Well, all good things must come to an end. In our previous three blog posts, we discussed some affordances of using diagrams to understand fraction division. In this post, we will talk about why it is important for students to go beyond diagrams.

###### The limits of diagrams for solving fraction division problems

In our earlier posts, we argued that diagrams can help students see the structure of a problem and understand why it can be represented by division. However, diagrams are rarely efficient for carrying out the resulting fraction division. For example:

Mateo filled a 1 pint measuring cup with water until it was $\frac{7}{16}$ full. If a recipe calls for $\frac23$ pints of water, what fraction of the recipe can Mateo make with the water in the measuring cup?
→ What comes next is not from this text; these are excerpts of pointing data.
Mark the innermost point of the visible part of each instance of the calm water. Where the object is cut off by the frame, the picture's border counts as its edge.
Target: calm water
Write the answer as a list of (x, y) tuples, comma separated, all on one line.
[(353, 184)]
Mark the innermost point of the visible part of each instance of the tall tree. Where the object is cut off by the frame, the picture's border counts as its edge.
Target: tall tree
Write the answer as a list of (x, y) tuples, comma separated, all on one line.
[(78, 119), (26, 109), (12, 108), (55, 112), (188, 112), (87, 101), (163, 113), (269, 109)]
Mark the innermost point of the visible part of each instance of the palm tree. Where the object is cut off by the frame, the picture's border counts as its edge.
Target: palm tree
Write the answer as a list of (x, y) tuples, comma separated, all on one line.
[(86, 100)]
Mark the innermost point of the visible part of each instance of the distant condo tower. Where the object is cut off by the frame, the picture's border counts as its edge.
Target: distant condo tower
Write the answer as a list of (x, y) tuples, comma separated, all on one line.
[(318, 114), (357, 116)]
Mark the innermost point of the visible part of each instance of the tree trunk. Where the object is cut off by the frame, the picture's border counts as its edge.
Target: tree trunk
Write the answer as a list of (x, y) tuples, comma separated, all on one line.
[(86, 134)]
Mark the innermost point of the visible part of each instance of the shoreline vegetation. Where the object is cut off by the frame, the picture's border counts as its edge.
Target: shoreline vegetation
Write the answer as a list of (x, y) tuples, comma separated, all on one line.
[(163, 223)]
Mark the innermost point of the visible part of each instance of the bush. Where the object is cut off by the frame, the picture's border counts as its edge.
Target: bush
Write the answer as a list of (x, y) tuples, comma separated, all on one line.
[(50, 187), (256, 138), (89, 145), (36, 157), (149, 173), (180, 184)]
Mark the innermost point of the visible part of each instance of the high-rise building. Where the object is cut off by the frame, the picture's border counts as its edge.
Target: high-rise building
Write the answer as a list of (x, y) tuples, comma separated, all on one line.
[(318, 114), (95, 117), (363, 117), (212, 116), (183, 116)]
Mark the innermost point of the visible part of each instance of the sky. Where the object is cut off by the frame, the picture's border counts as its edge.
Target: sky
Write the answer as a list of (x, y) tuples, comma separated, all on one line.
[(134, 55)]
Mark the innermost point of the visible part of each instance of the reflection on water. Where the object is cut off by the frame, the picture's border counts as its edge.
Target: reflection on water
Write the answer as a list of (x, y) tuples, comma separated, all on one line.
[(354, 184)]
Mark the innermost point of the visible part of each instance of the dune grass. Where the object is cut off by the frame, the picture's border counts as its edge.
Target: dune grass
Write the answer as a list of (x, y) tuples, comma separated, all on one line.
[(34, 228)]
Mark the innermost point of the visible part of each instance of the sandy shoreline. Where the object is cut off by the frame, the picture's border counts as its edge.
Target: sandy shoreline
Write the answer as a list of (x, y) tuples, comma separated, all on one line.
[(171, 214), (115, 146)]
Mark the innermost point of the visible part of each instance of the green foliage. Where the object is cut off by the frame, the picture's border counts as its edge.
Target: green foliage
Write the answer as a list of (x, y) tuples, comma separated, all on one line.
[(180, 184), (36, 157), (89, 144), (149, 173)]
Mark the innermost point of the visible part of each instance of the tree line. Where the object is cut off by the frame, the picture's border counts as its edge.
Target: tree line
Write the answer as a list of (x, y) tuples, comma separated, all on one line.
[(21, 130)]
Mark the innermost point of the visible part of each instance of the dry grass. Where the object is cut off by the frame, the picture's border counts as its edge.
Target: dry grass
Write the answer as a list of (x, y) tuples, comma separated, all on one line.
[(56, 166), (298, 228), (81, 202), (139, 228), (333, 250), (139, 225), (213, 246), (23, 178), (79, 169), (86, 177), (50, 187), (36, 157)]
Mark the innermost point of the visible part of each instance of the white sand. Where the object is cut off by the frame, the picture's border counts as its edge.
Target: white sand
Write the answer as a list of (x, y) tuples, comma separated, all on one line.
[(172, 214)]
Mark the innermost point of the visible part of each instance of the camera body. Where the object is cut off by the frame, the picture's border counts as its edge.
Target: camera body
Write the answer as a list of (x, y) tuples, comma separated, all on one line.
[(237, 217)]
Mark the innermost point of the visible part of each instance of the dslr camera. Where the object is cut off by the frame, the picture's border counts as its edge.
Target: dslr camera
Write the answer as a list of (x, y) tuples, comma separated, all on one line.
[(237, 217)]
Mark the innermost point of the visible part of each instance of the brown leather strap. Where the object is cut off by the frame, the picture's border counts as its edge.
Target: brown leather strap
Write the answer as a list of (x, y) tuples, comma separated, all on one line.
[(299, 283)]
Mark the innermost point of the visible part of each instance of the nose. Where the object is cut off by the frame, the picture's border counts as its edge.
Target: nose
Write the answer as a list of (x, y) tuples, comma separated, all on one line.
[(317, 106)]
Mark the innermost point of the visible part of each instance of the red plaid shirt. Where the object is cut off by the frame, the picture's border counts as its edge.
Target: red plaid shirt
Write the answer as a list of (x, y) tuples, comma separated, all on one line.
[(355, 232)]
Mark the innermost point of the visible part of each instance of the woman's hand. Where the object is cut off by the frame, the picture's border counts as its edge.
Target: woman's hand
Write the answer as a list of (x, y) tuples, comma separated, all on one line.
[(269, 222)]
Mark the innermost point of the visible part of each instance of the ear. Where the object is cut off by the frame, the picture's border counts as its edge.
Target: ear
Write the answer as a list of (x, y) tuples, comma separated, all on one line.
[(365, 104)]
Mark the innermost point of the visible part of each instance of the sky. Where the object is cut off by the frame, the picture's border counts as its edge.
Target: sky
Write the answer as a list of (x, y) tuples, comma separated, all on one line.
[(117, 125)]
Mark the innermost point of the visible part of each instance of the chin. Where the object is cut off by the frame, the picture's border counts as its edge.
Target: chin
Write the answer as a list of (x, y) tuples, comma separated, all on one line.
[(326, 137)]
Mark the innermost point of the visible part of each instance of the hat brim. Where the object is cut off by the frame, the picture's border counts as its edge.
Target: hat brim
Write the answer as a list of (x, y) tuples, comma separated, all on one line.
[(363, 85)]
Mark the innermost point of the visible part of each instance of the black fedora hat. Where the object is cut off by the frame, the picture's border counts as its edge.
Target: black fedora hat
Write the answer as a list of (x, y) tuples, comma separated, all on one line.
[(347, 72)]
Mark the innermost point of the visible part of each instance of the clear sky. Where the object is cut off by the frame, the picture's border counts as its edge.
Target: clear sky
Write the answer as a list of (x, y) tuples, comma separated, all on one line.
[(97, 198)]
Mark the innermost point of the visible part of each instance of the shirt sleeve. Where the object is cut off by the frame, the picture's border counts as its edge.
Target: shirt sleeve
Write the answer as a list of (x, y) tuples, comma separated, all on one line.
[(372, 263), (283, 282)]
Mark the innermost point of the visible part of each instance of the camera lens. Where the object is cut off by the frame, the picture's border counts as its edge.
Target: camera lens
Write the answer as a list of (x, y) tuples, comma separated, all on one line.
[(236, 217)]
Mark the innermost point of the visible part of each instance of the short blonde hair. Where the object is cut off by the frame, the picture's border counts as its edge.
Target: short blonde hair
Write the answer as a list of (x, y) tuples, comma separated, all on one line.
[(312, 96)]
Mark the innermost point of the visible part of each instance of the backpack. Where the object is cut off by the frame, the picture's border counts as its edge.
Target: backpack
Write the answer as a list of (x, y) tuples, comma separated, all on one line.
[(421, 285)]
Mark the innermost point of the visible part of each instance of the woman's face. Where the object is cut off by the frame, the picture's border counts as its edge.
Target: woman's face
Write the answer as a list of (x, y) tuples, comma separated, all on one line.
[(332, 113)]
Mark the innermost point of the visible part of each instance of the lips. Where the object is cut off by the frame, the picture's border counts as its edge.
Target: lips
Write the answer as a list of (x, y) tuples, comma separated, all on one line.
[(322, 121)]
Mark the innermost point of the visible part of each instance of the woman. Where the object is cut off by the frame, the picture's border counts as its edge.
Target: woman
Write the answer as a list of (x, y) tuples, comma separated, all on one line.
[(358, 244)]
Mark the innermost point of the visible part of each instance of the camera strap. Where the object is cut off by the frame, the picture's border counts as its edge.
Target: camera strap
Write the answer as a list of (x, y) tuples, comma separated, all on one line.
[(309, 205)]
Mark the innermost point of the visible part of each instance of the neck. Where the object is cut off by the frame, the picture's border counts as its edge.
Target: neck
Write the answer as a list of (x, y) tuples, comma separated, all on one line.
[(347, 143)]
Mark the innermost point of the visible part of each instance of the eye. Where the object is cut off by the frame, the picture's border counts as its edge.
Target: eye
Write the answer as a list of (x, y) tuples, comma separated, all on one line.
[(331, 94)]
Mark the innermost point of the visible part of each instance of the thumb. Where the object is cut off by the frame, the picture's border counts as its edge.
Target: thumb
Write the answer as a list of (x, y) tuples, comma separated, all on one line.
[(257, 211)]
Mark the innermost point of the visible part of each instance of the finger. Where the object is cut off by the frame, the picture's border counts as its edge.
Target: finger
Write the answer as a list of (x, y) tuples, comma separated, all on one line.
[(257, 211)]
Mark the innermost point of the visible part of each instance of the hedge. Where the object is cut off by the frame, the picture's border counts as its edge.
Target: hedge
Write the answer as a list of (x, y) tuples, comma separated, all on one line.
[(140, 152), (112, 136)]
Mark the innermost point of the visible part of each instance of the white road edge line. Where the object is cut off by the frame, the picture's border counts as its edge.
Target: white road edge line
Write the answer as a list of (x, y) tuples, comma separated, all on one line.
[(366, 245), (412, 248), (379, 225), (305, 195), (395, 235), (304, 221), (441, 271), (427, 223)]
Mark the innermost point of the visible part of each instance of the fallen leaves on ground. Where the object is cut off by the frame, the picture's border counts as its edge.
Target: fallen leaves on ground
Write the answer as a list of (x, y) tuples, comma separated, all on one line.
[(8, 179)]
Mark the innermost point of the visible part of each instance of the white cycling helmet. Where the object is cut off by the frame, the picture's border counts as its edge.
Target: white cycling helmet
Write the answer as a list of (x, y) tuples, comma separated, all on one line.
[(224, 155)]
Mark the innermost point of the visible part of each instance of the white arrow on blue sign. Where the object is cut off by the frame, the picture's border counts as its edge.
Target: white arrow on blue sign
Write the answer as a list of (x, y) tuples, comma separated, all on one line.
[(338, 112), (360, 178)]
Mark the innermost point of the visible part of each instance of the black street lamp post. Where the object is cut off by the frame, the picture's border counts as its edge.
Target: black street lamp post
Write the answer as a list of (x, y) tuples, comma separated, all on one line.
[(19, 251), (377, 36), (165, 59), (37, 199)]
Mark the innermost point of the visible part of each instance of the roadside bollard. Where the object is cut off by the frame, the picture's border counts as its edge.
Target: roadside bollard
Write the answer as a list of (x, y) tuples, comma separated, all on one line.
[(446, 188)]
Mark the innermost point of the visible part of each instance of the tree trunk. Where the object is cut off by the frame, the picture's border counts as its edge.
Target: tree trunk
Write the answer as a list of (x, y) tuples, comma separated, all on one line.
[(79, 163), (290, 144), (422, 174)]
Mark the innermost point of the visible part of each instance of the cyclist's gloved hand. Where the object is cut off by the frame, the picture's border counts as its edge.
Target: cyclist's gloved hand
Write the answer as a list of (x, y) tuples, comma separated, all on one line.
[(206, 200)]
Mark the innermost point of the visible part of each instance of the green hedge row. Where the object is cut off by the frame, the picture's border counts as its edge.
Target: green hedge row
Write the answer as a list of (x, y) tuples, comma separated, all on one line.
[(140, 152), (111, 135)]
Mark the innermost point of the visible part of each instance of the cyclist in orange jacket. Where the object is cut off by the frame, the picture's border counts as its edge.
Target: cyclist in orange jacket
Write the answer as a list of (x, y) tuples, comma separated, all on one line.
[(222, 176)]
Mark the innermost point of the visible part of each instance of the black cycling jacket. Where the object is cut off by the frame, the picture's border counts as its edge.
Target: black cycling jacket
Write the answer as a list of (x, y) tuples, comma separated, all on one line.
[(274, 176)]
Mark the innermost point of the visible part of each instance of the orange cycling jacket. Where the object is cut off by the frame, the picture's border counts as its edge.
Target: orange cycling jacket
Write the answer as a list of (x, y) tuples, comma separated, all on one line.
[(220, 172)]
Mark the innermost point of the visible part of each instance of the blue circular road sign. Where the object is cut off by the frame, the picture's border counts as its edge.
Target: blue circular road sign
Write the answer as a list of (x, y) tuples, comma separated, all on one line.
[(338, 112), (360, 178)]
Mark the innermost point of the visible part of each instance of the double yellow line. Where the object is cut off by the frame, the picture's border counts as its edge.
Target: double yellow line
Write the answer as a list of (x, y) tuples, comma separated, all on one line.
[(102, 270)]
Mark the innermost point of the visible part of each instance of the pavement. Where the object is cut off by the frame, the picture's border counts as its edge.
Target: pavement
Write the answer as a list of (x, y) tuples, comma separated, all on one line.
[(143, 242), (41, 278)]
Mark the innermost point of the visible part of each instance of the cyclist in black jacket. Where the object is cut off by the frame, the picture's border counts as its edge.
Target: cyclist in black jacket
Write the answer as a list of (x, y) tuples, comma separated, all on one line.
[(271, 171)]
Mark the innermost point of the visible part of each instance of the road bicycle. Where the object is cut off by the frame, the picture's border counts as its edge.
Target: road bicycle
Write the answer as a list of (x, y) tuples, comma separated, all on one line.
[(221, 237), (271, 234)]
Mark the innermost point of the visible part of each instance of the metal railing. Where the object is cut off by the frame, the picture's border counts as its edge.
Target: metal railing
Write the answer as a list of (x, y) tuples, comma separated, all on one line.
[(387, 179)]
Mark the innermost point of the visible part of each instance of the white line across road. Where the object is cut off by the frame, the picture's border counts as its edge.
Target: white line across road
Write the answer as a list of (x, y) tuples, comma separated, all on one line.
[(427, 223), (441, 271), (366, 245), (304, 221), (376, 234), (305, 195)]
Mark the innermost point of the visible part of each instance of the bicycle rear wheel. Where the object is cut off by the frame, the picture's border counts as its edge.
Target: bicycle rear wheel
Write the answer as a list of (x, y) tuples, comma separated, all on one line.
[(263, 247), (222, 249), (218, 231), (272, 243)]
Drawing a diagram for this problem is not the most efficient method (try it!). A student who has learned to see this as $\frac{7}{16}\div \frac23$ (through working with diagrams) would most efficiently calculate that value using the invert-and-multiply rule without worrying about a diagram for that particular calculation.

###### Explaining the fraction division rule using algebra

Last time we argued that the “How much in one group” interpretation with the right kind of diagram can help us see why dividing by a fraction is the same as multiplying by its reciprocal.

For example, a diagram that represents a situation where $\frac25$ of a number is $1\frac34$ can show that we can multiply $1\frac34$ by $\frac52$ to find that number.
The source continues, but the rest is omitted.